Aphid Eating Flower Fly Found in North Campus

There are over 150,000 species of flies in the world! Most visitors who come to the Museum can name only a few of these flies (house fly, horse fly, or mosquito for examples) and many hold the belief that we would be better off without flies in our world. On Wednesday, January 18, we found a fly that I am sure will help you realize that all flies can't be cast as "bad" characters I introduce the humble aphid eating flower fly, Eupeodes volucris.

Female Eupeodes volucris
Photo taken by Jerry Friedman

Why do people like these flies and not others?
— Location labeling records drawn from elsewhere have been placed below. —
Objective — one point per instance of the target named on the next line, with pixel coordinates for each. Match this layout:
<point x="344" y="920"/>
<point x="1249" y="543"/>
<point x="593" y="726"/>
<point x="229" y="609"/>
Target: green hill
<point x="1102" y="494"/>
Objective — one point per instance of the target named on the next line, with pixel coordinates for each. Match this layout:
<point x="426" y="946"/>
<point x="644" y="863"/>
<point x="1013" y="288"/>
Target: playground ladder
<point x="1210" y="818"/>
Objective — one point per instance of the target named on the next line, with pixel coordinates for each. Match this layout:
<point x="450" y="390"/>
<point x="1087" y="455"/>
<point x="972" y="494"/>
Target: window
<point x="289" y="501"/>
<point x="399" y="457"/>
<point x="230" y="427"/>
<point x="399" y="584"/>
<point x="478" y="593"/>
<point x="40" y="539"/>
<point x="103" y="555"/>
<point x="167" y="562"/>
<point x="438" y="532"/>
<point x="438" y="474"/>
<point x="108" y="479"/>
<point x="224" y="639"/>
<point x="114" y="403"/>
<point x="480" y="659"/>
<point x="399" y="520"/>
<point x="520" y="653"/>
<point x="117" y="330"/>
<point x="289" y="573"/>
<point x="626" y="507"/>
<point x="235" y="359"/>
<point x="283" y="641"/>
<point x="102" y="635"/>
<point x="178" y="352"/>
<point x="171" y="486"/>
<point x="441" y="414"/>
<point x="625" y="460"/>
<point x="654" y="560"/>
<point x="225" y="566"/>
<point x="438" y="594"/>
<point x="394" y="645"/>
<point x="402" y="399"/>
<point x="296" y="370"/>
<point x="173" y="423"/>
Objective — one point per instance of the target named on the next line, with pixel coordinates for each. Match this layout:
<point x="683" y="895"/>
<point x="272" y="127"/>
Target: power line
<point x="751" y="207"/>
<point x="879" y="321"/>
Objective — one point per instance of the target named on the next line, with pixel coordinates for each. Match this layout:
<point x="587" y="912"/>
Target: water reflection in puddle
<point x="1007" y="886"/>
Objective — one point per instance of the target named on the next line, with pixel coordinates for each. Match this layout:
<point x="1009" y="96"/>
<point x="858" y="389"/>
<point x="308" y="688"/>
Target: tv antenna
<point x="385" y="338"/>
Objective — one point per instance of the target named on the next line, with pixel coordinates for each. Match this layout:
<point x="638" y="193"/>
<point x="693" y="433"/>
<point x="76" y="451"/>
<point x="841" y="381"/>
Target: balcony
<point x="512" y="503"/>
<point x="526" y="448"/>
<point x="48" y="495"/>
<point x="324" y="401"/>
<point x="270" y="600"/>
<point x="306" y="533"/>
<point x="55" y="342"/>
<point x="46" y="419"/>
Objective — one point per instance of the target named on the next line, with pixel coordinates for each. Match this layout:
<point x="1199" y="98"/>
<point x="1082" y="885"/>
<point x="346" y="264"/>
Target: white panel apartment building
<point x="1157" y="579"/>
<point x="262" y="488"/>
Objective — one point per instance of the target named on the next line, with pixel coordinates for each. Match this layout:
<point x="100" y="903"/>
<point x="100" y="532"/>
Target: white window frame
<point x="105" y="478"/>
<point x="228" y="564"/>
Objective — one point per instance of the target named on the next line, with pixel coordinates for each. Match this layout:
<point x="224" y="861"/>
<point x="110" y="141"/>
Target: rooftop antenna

This isn't an easy question to answer, but I'll have a go... First of all, these flies eat aphids and as any gardener will tell you, aphids are a serious garden pest. Secondly, they belong to a family of flies known as flower flies so called for their proclivity to visit flowers and suck down nectar. Thereby they play a role in pollination. Finally, if you look closely at these small flies you'll see why a lot of geeky people, like myself, think they are quite beautiful. Not only are they brightly colored and highly patterned, when their eyes catch the sunlight just right they have an iridescent sheen! Although I might add that E. volucris isn't as flashy as its close relative, the aptly named stripe-eyed flower fly, Eristalinus taeniops, also a native to the Los Angeles area.

Stripe-eyed flower fly
Photo courtesy of What's That Bug website
How does a fly eat an aphid? It is actually the larval stage of the fly, or maggot that chows down on aphids. Much like immature ladybugs they trawl through a sea of aphids on a plant and chomp any that get in their way!  Though they don't have quite the same look as a ladybug! 
Flower fly maggots eating oleander aphids
Photo courtesy of What's That Bug website
To find out more our local flower flies, swing by the Museum gift shop to get a copy of our latest entomological publication, Flower Flies of Los Angeles County.
Flower Flies of Los Angeles County
Thanks to Brian Brown and Jim Hogue for supplying fly information and identifying the fly specimen.



Posted by:Lila Higgins

Comments

Urbpan...I should send you a copy of our Flower Fly publication. Send me your mailing address via FaceBook!

Very nice! I love the flies in my yard, there are so many different kinds. I'm fortunate in that the only biting flies I've encountered here have been the mosquitoes. I think long-legged flies are my favorite, followed by hover (flower) flies. Most of our flower flies are bee or wasp mimics for some reason.